Amid the furor in Ottawa over Manera's abrupt resignation, there was some curious dancing around the facts. At first, Dupuy insisted that the 1995-1996 cut was the only figure of any relevance. "All the rest is invention," Dupuy told the House of Commons. But the figures that Manera received on budget day came from Dupuy's deputy minister, Marc Rochon - with, as Dupuy later told Maclean's, the minister's prior knowledge and consent. "I knew that we were looking at 15 per cent over three years for a number of months," Dupuy acknowledged in an interview. "I made a point to keep in touch with Mr. Manera so that he would not be short of information." But Dupuy also confirmed that he never alerted Manera to the transfer of responsibility for Radio-Canada International, because, he said, it would be a breach of budget secrecy. "You know that budget leaks are not welcome," explained Dupuy. "We had to be very tight."

In the House of Commons and in interviews, Dupuy and Chrétien were quick to seize upon Manera's initial explanation that he was resigning after only 12 months of a five-year term for personal reasons. But Manera, a 54-year-old former electronics engineer, eventually confirmed that the cuts were a major - if not the major - factor, telling Maclean's: "I was simply trying to be a good soldier and not raise a fuss. Now that somebody is pushing these kind of lines I have to come right out and say, look, the 'personal reasons' are that what is happening to the CBC affects me very much. I believe in the institution."

If the three-year cutbacks are imposed, says Manera, a total of $350 million will be lopped off the CBC's budget, making it difficult to fulfil its legislated mandate. The projected drop in funding would have wide-reaching ramifications. Manera estimated that as many as 4,000 employees would have to be laid off, while the CBC might need to close more regional stations and merge the am and fm radio networks. Dupuy assured the House of Commons that the CBC will not be privatized. But the new cuts have added fuel to demands, especially by the Reform party, that such options be explored. Said Reform mp Janet Brown: "The CBC cannot continue as we know it today."
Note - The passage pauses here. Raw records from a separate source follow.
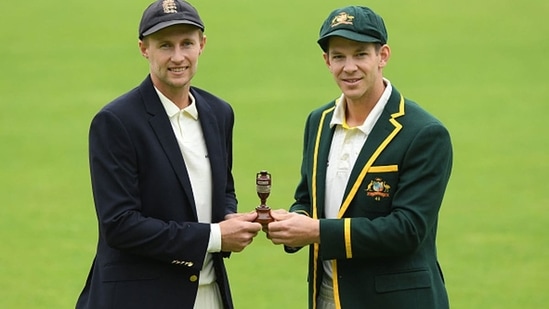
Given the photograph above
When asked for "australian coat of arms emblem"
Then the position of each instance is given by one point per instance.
(377, 189)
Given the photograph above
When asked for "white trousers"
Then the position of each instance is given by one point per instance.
(325, 299)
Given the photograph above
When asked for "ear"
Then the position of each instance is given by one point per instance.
(327, 60)
(143, 48)
(384, 55)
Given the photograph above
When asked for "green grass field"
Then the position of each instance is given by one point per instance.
(480, 66)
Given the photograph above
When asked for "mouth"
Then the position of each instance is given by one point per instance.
(178, 69)
(351, 81)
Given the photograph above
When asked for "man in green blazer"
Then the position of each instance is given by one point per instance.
(374, 171)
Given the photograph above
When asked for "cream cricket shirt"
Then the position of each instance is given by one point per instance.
(191, 141)
(346, 145)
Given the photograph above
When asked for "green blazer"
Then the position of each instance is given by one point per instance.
(383, 243)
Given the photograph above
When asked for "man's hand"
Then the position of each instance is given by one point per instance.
(293, 230)
(238, 231)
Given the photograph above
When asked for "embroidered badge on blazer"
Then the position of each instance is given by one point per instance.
(377, 189)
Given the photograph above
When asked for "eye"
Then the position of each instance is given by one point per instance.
(187, 43)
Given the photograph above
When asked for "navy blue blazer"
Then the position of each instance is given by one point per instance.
(151, 247)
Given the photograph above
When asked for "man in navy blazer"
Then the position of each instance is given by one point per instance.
(161, 160)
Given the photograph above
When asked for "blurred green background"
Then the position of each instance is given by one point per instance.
(479, 66)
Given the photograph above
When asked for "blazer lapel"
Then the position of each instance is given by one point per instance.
(210, 129)
(321, 152)
(383, 132)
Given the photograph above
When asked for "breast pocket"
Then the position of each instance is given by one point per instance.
(376, 192)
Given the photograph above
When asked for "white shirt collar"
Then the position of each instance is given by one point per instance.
(369, 122)
(172, 109)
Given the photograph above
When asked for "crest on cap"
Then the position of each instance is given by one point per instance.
(169, 6)
(342, 18)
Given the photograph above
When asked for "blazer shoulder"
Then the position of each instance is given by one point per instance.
(317, 113)
(210, 98)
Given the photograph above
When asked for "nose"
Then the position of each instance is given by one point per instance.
(350, 65)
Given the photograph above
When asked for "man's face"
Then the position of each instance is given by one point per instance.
(173, 56)
(356, 66)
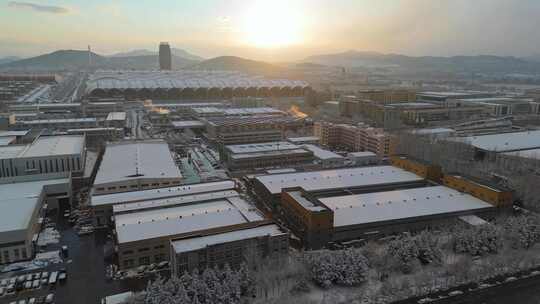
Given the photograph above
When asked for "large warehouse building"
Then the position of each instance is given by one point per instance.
(320, 220)
(22, 205)
(136, 165)
(45, 155)
(189, 85)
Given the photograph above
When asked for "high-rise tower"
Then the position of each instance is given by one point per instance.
(165, 60)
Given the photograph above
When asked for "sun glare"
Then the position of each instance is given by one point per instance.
(272, 24)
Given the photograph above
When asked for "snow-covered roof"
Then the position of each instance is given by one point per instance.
(154, 223)
(339, 178)
(321, 153)
(183, 79)
(504, 142)
(400, 204)
(136, 160)
(154, 194)
(196, 243)
(18, 202)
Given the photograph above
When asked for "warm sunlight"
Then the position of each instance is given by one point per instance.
(271, 24)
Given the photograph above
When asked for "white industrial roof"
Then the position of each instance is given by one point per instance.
(183, 79)
(505, 142)
(13, 133)
(400, 204)
(180, 124)
(135, 160)
(296, 140)
(262, 147)
(532, 153)
(339, 178)
(131, 227)
(321, 153)
(116, 116)
(196, 243)
(173, 201)
(55, 145)
(154, 194)
(6, 140)
(18, 202)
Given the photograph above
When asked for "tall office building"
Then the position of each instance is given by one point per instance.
(165, 60)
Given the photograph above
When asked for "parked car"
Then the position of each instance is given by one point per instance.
(49, 299)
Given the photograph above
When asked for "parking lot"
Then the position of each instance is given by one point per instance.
(84, 267)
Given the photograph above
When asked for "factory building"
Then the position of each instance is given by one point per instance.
(136, 165)
(56, 124)
(45, 155)
(23, 202)
(151, 231)
(229, 248)
(268, 188)
(264, 155)
(319, 220)
(102, 205)
(189, 85)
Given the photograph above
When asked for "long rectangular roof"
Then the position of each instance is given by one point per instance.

That is precisely the concern of many CBC supporters. Ian Morrison, spokesman for the Friends of Canadian Broadcasting, a 40,000-member lobby group, reserves his harshest criticism for Dupuy, whom he accuses of failing both the public broadcaster and his Liberal colleagues. Said Morrison: "He should have been a messenger between Manera and the cabinet. His failure to do even that kind of communications role just makes him useless." In fact, the lingering question in the cultural industry in the wake of last week's budget is whether the right person resigned.